More than eight thousand people attended the funeral service of William Knibb who died of yellow fever on this day (Nov. 15) in 1845.
Bro. Knibb served as one of the first Baptist missionaries in Jamaica. When he first reached his field, he was shocked at what he found. In a letter home, he wrote, “The cursed blast of slavery has, like a pestilence, withered almost every moral bloom. I know not how any person can feel a union with such a monster, such a child of hell. For myself, I feel a burning hatred against it, and look upon it as one of the most odious monsters that ever disgraced the earth.”
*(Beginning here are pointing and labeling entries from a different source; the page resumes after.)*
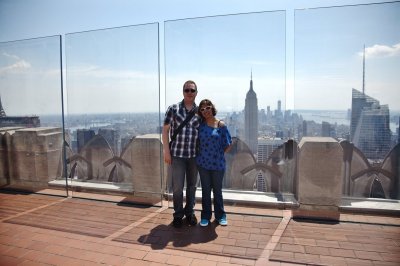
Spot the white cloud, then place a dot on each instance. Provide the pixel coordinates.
(378, 50)
(18, 65)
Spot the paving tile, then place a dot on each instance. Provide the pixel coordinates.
(144, 236)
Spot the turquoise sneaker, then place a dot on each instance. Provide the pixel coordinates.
(204, 222)
(223, 221)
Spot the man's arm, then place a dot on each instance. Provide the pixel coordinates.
(165, 141)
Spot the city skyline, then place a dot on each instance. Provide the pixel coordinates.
(102, 70)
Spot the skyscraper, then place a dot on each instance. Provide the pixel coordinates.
(2, 112)
(251, 118)
(370, 129)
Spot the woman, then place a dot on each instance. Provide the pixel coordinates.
(215, 140)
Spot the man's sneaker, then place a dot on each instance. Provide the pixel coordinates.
(204, 222)
(191, 219)
(177, 222)
(223, 221)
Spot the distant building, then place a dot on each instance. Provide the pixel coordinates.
(370, 126)
(327, 130)
(251, 118)
(17, 121)
(112, 137)
(84, 136)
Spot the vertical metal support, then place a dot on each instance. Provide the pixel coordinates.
(63, 122)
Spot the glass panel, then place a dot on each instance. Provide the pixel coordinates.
(113, 112)
(346, 87)
(238, 62)
(31, 115)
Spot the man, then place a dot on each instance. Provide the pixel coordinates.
(182, 152)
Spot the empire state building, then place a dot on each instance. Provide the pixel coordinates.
(251, 118)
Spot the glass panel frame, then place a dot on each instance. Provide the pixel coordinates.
(31, 127)
(346, 87)
(235, 59)
(113, 113)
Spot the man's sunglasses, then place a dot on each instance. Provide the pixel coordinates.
(205, 108)
(189, 90)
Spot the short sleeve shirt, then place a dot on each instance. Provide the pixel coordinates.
(213, 142)
(184, 145)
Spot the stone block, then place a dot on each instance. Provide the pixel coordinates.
(319, 184)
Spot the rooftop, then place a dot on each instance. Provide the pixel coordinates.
(39, 229)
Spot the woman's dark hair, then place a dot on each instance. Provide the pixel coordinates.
(204, 103)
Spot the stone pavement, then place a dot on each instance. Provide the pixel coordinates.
(40, 229)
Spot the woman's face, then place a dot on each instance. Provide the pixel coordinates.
(206, 111)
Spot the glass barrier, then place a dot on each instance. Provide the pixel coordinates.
(31, 114)
(346, 87)
(112, 117)
(238, 62)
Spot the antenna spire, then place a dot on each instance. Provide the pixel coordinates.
(364, 71)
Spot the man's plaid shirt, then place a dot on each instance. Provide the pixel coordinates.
(184, 145)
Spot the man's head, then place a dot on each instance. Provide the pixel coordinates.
(189, 91)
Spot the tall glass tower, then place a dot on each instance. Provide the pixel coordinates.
(251, 118)
(370, 128)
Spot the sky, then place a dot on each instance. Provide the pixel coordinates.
(134, 56)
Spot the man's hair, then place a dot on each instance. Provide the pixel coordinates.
(190, 82)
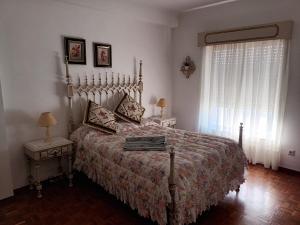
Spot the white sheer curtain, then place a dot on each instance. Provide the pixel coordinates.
(246, 82)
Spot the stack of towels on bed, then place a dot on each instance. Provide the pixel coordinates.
(154, 143)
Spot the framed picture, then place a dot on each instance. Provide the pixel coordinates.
(75, 50)
(102, 55)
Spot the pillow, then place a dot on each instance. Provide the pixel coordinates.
(100, 118)
(129, 110)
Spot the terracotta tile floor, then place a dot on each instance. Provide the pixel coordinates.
(267, 197)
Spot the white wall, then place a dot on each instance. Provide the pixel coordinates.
(34, 82)
(241, 13)
(6, 189)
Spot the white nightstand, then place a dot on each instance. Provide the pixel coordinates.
(165, 122)
(39, 150)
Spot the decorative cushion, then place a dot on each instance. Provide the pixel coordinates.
(129, 110)
(100, 118)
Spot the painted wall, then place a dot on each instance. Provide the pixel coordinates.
(6, 188)
(186, 93)
(35, 79)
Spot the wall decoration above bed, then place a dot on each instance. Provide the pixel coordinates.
(188, 67)
(75, 50)
(102, 55)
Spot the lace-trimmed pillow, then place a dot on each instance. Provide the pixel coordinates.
(100, 118)
(129, 110)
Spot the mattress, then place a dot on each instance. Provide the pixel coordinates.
(206, 168)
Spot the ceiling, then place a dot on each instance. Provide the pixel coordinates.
(181, 5)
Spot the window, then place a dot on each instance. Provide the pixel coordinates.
(246, 82)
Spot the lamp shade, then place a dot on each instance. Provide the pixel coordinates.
(46, 120)
(162, 102)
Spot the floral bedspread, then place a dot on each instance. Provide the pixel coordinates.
(206, 169)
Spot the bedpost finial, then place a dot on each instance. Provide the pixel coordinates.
(100, 83)
(140, 72)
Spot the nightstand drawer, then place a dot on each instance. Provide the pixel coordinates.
(54, 152)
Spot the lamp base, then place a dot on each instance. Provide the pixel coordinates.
(48, 138)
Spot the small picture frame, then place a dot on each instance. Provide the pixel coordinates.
(102, 55)
(75, 50)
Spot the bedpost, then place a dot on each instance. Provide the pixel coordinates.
(241, 135)
(140, 83)
(172, 188)
(70, 94)
(241, 145)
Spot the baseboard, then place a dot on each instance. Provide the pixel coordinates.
(289, 171)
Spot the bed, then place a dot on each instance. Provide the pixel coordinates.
(169, 187)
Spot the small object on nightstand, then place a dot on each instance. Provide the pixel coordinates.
(162, 103)
(39, 150)
(47, 120)
(165, 122)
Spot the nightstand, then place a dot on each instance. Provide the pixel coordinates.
(165, 122)
(39, 150)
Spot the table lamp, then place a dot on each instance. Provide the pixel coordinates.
(47, 120)
(161, 103)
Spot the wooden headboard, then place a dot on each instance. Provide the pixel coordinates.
(101, 89)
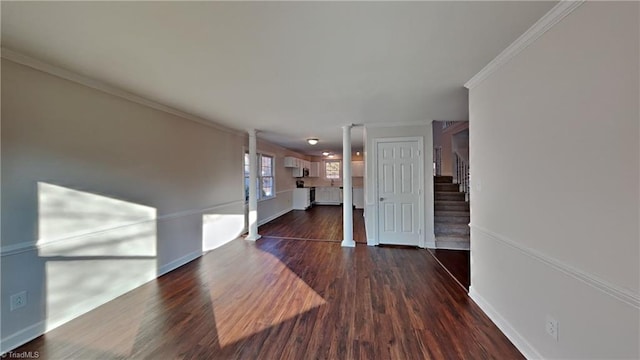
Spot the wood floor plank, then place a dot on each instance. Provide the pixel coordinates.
(288, 299)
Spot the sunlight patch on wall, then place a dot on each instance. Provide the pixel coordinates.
(219, 229)
(246, 307)
(65, 213)
(95, 249)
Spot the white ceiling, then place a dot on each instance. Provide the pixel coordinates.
(292, 70)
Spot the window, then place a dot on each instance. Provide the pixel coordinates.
(332, 169)
(266, 180)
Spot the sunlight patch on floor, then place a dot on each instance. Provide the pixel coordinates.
(246, 307)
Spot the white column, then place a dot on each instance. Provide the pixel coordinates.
(347, 189)
(253, 194)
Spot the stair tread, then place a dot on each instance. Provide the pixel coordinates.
(451, 213)
(456, 238)
(458, 225)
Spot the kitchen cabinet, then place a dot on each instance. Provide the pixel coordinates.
(301, 198)
(314, 169)
(296, 172)
(358, 198)
(357, 169)
(290, 161)
(329, 195)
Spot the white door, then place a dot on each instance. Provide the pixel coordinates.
(400, 182)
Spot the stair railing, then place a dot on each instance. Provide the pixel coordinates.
(461, 176)
(437, 161)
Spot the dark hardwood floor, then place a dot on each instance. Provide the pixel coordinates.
(321, 222)
(288, 299)
(457, 263)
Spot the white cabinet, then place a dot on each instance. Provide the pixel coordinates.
(301, 198)
(328, 195)
(314, 169)
(357, 169)
(290, 161)
(296, 172)
(358, 198)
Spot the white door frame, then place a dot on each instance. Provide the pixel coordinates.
(374, 173)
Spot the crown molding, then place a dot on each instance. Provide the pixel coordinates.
(31, 62)
(551, 18)
(396, 124)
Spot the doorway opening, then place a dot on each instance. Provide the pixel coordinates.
(452, 197)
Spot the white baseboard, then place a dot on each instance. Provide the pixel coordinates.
(21, 337)
(179, 262)
(445, 245)
(273, 217)
(518, 340)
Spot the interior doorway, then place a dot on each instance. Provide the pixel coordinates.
(452, 196)
(400, 182)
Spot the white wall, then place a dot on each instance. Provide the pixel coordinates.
(371, 202)
(555, 176)
(99, 195)
(270, 209)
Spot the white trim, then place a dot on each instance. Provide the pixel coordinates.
(109, 89)
(395, 124)
(518, 340)
(557, 13)
(624, 295)
(14, 249)
(284, 191)
(21, 337)
(178, 263)
(273, 217)
(421, 197)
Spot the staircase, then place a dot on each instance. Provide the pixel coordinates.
(452, 215)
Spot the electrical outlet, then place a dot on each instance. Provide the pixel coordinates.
(551, 326)
(16, 301)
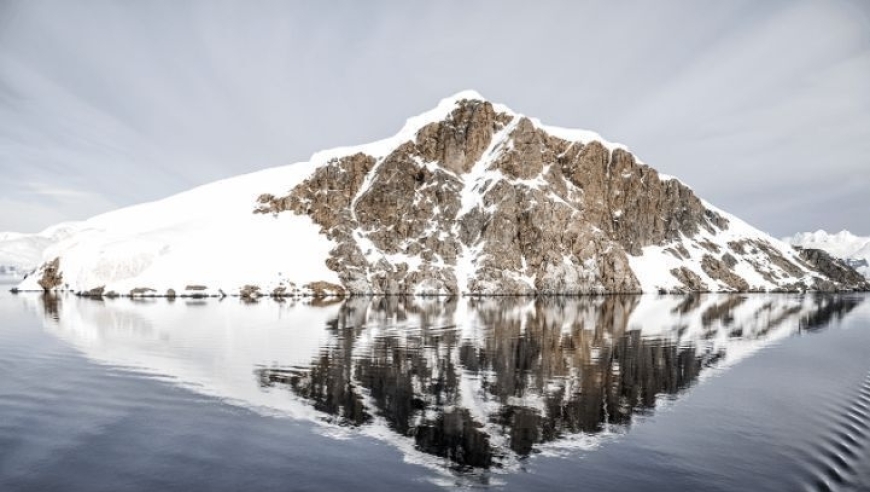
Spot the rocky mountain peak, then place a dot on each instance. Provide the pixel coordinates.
(475, 198)
(467, 198)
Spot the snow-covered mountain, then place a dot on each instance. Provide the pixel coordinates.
(854, 250)
(22, 253)
(470, 197)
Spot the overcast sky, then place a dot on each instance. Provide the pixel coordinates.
(762, 107)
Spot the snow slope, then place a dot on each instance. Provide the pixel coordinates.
(843, 244)
(208, 241)
(22, 253)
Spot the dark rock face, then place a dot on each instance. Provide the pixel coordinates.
(486, 202)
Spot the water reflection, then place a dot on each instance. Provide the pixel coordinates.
(471, 383)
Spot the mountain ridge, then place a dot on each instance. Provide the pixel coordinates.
(468, 198)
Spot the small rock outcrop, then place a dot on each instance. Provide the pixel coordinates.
(838, 271)
(52, 277)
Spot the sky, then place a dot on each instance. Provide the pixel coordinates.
(763, 108)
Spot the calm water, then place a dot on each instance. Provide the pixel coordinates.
(634, 393)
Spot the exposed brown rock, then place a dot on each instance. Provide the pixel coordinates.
(250, 291)
(141, 291)
(52, 277)
(325, 289)
(548, 216)
(834, 269)
(95, 292)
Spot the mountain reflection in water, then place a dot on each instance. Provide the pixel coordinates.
(479, 383)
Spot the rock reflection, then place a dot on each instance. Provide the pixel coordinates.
(493, 383)
(461, 384)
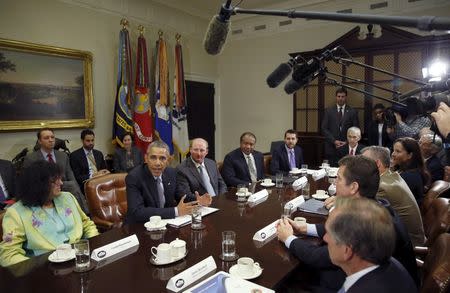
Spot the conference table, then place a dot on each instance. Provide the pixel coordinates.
(135, 273)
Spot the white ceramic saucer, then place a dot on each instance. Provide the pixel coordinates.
(155, 262)
(54, 257)
(161, 226)
(267, 185)
(321, 196)
(234, 271)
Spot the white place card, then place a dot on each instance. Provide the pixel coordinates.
(186, 219)
(258, 196)
(115, 247)
(266, 232)
(224, 282)
(191, 275)
(299, 183)
(293, 204)
(319, 174)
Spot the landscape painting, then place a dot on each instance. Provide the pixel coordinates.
(44, 86)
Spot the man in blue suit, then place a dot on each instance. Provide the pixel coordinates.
(152, 188)
(243, 165)
(288, 155)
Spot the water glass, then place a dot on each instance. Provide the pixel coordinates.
(279, 180)
(82, 255)
(228, 244)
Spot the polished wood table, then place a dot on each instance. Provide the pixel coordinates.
(135, 273)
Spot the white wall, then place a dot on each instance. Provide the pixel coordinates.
(62, 24)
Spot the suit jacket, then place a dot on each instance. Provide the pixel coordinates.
(435, 168)
(333, 130)
(120, 159)
(318, 257)
(80, 166)
(189, 179)
(8, 176)
(28, 231)
(142, 194)
(372, 135)
(235, 168)
(280, 159)
(390, 277)
(345, 149)
(394, 189)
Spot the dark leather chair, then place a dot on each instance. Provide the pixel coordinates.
(436, 267)
(107, 200)
(438, 188)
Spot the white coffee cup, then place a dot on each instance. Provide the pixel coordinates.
(247, 266)
(300, 220)
(64, 251)
(267, 181)
(321, 192)
(162, 253)
(155, 221)
(178, 248)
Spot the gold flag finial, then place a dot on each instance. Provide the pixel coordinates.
(141, 29)
(124, 22)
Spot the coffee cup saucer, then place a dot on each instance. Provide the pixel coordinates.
(154, 260)
(161, 226)
(268, 185)
(235, 272)
(53, 257)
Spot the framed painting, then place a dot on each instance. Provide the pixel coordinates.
(44, 86)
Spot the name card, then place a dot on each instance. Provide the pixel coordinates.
(191, 275)
(319, 174)
(258, 196)
(266, 232)
(299, 183)
(294, 203)
(114, 248)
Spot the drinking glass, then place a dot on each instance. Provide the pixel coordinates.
(82, 255)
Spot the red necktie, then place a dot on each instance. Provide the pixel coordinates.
(50, 158)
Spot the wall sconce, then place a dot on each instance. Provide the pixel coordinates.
(370, 31)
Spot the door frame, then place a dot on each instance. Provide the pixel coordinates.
(217, 114)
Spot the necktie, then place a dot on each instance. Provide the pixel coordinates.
(91, 159)
(292, 159)
(160, 187)
(206, 181)
(50, 158)
(251, 168)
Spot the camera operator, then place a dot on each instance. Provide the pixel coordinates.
(410, 123)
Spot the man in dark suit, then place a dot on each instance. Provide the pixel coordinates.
(151, 188)
(7, 181)
(46, 140)
(357, 176)
(288, 155)
(353, 147)
(243, 165)
(199, 175)
(430, 145)
(86, 162)
(376, 132)
(368, 264)
(336, 120)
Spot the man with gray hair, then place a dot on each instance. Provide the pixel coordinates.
(430, 145)
(394, 189)
(368, 264)
(352, 148)
(152, 188)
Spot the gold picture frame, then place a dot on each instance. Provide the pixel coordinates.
(44, 86)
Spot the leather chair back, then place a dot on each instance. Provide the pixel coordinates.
(437, 188)
(437, 220)
(107, 199)
(436, 268)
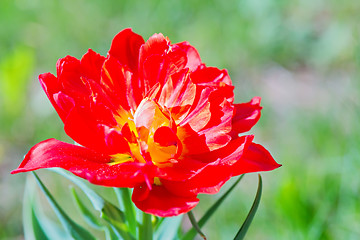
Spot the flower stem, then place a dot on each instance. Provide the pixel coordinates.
(146, 232)
(195, 225)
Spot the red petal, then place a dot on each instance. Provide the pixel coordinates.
(81, 126)
(51, 86)
(255, 159)
(91, 64)
(210, 178)
(165, 136)
(125, 47)
(193, 57)
(246, 116)
(116, 81)
(210, 75)
(82, 162)
(160, 202)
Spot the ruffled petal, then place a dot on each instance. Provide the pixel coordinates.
(219, 169)
(160, 202)
(91, 64)
(193, 57)
(52, 87)
(255, 159)
(125, 47)
(246, 115)
(83, 162)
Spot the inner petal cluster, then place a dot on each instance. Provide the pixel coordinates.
(150, 133)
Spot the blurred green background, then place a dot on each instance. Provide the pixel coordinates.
(302, 58)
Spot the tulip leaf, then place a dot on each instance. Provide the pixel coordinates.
(88, 216)
(146, 228)
(109, 212)
(75, 230)
(110, 234)
(32, 227)
(195, 225)
(242, 231)
(192, 232)
(124, 197)
(168, 228)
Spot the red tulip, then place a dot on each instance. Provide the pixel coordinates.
(150, 116)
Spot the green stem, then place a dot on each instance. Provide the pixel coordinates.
(124, 197)
(195, 225)
(146, 232)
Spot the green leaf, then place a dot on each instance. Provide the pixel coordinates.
(88, 216)
(109, 212)
(75, 230)
(195, 224)
(110, 234)
(168, 228)
(32, 227)
(242, 232)
(146, 229)
(124, 197)
(192, 232)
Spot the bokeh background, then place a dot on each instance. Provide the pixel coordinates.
(302, 57)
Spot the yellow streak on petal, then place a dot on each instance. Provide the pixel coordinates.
(120, 158)
(157, 181)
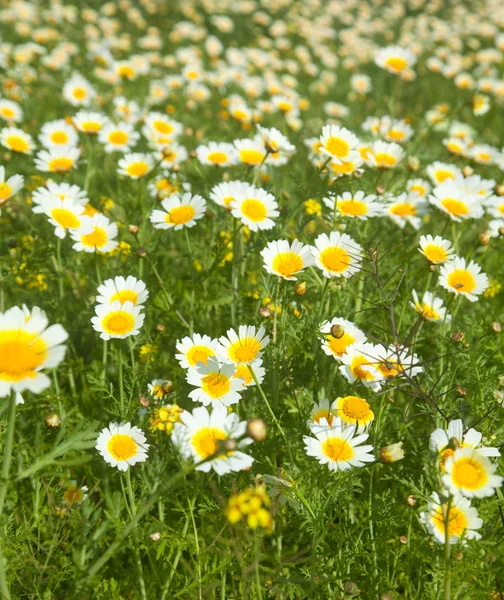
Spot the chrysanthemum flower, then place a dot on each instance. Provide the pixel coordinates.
(339, 334)
(359, 364)
(337, 143)
(58, 134)
(66, 215)
(455, 202)
(244, 347)
(117, 320)
(196, 349)
(27, 346)
(101, 238)
(353, 410)
(215, 383)
(10, 187)
(462, 520)
(218, 154)
(202, 434)
(286, 260)
(430, 308)
(395, 59)
(436, 250)
(135, 165)
(464, 279)
(225, 194)
(255, 208)
(470, 473)
(118, 137)
(57, 160)
(355, 205)
(337, 255)
(16, 140)
(179, 212)
(122, 445)
(129, 289)
(336, 446)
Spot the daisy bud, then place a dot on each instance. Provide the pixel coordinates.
(484, 238)
(300, 288)
(53, 421)
(337, 331)
(496, 327)
(256, 429)
(265, 312)
(458, 336)
(392, 453)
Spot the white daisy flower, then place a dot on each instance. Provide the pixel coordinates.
(286, 260)
(464, 279)
(117, 320)
(338, 447)
(337, 255)
(179, 212)
(129, 289)
(196, 349)
(122, 445)
(202, 434)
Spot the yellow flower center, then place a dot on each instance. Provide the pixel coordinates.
(435, 254)
(254, 210)
(287, 264)
(338, 449)
(245, 351)
(137, 169)
(339, 345)
(218, 158)
(352, 208)
(396, 63)
(337, 147)
(17, 143)
(180, 215)
(215, 384)
(21, 354)
(251, 157)
(336, 259)
(59, 137)
(462, 281)
(125, 296)
(468, 473)
(60, 165)
(206, 441)
(118, 323)
(355, 409)
(455, 207)
(199, 354)
(403, 210)
(118, 137)
(122, 446)
(98, 238)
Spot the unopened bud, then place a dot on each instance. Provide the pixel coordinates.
(458, 336)
(461, 391)
(256, 429)
(496, 327)
(53, 421)
(392, 453)
(337, 331)
(265, 312)
(300, 288)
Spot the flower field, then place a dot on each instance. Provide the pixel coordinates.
(251, 305)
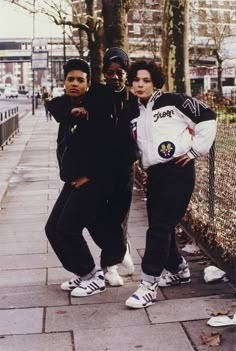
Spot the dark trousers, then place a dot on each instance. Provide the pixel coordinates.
(112, 226)
(74, 210)
(169, 190)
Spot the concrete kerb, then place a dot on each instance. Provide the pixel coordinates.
(11, 155)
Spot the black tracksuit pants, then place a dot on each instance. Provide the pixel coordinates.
(169, 190)
(74, 210)
(112, 225)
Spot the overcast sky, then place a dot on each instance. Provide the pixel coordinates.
(16, 23)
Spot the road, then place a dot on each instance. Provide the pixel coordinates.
(24, 104)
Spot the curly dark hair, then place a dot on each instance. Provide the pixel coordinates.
(152, 67)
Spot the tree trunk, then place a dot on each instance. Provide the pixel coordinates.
(115, 22)
(175, 46)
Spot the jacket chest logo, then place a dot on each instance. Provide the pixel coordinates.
(166, 149)
(167, 113)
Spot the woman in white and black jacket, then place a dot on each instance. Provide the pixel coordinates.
(171, 130)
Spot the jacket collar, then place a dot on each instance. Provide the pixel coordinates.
(155, 95)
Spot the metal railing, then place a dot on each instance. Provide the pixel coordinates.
(9, 125)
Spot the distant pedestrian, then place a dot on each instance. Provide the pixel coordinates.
(46, 98)
(171, 131)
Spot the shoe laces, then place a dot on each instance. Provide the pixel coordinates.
(145, 286)
(112, 269)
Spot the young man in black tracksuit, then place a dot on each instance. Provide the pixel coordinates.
(114, 95)
(85, 155)
(106, 102)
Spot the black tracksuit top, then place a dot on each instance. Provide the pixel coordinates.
(88, 147)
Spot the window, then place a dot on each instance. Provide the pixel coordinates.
(137, 29)
(136, 15)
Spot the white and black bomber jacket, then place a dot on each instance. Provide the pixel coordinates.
(169, 126)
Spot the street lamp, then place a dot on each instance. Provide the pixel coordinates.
(33, 104)
(64, 41)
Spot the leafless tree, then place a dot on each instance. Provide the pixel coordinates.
(175, 45)
(108, 29)
(216, 27)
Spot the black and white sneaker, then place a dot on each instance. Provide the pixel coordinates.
(71, 284)
(144, 296)
(182, 276)
(94, 285)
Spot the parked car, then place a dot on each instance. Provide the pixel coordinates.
(30, 94)
(58, 91)
(11, 93)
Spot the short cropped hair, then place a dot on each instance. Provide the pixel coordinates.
(152, 67)
(115, 54)
(77, 64)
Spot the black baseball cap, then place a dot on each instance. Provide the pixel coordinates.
(117, 55)
(77, 64)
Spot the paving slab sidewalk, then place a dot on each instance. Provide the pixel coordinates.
(36, 315)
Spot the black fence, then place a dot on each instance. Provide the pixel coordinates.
(9, 125)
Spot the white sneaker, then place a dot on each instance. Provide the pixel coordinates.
(71, 284)
(144, 296)
(182, 276)
(127, 262)
(92, 286)
(112, 276)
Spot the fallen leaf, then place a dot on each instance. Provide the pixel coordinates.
(211, 340)
(221, 312)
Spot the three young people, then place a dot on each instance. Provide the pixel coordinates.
(170, 131)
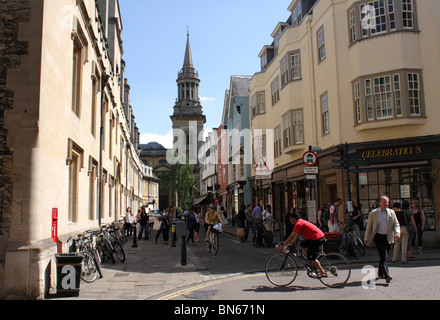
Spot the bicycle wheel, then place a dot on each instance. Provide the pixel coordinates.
(108, 251)
(120, 254)
(89, 272)
(281, 270)
(337, 268)
(214, 242)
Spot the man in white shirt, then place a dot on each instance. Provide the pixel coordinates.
(382, 228)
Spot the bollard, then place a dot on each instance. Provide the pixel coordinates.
(183, 252)
(173, 235)
(134, 236)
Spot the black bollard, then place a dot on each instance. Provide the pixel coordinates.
(173, 235)
(134, 236)
(183, 252)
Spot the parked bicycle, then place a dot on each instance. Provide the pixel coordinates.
(89, 266)
(113, 243)
(282, 268)
(351, 244)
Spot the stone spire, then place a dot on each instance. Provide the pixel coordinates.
(187, 63)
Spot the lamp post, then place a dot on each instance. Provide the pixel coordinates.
(104, 80)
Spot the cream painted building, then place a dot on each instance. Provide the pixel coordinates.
(61, 124)
(362, 72)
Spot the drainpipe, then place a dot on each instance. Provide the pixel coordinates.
(104, 80)
(312, 81)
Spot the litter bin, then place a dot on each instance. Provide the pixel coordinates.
(68, 267)
(333, 241)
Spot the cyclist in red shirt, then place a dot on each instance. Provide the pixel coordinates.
(314, 238)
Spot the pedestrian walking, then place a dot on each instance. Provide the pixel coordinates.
(190, 224)
(267, 218)
(197, 215)
(382, 228)
(419, 219)
(249, 223)
(143, 219)
(402, 241)
(241, 220)
(333, 219)
(256, 213)
(128, 222)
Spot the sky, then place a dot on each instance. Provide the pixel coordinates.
(226, 37)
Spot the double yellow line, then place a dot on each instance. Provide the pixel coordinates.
(206, 284)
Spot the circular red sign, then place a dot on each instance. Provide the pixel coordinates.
(310, 158)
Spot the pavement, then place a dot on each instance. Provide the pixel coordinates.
(153, 269)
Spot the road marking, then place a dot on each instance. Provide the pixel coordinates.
(207, 284)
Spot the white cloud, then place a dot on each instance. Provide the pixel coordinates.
(164, 139)
(207, 99)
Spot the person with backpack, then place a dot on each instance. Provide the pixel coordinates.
(333, 217)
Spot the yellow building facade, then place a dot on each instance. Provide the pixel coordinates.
(365, 73)
(69, 139)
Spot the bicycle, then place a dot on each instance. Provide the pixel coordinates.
(351, 243)
(112, 243)
(212, 243)
(282, 269)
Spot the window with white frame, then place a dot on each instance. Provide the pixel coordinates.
(293, 129)
(385, 96)
(382, 97)
(298, 127)
(325, 114)
(371, 18)
(284, 71)
(287, 129)
(369, 100)
(357, 102)
(275, 90)
(408, 14)
(352, 25)
(258, 103)
(295, 66)
(397, 96)
(414, 94)
(297, 14)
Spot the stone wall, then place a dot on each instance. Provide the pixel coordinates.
(12, 13)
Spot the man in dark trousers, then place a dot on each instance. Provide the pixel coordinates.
(382, 228)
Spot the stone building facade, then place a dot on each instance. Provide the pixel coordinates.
(68, 137)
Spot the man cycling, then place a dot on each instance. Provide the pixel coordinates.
(211, 219)
(314, 238)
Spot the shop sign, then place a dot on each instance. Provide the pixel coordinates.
(392, 152)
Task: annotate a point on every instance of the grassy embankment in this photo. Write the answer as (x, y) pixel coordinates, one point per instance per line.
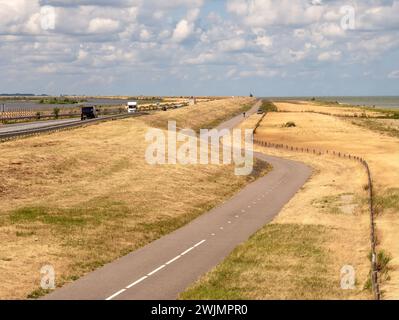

Driven by compassion, he immediately began his work of evangelism among the slaves. But in doing so he incurred the hatred of white planters, civil authorities, British soldiers and the Roman and English clergy. Despite the opposition against him, the Lord began to bless his labors. In addition to his Sunday services, he held Wednesday morning prayer meetings at which there were often more than a thousand slaves in attendance. With such influence, he was thrown in jail, unjustly charged with inciting the slaves to rebellion.
After several years, Bro. Knibb returned to England with the hopes of having slavery outlawed. He stirred many Baptist Churches to join him and earned the friendship of such men as William Wilberforce. Eventually success was achieved. Having returned to Jamaica, on July 31, 1838, twenty-five years before President Lincoln’s Emancipation Proclamation, a mahogany coffin, packed with whips, branding irons and other symbols of slavery was lowered into a grave as Bro. Knibbs cried, “The monster is dying, the monster is dead; let us bury him.”
It was because of his love, dedication and evangelism that those eight thousand people attended the funeral of the 42-year-old missionary seven years later.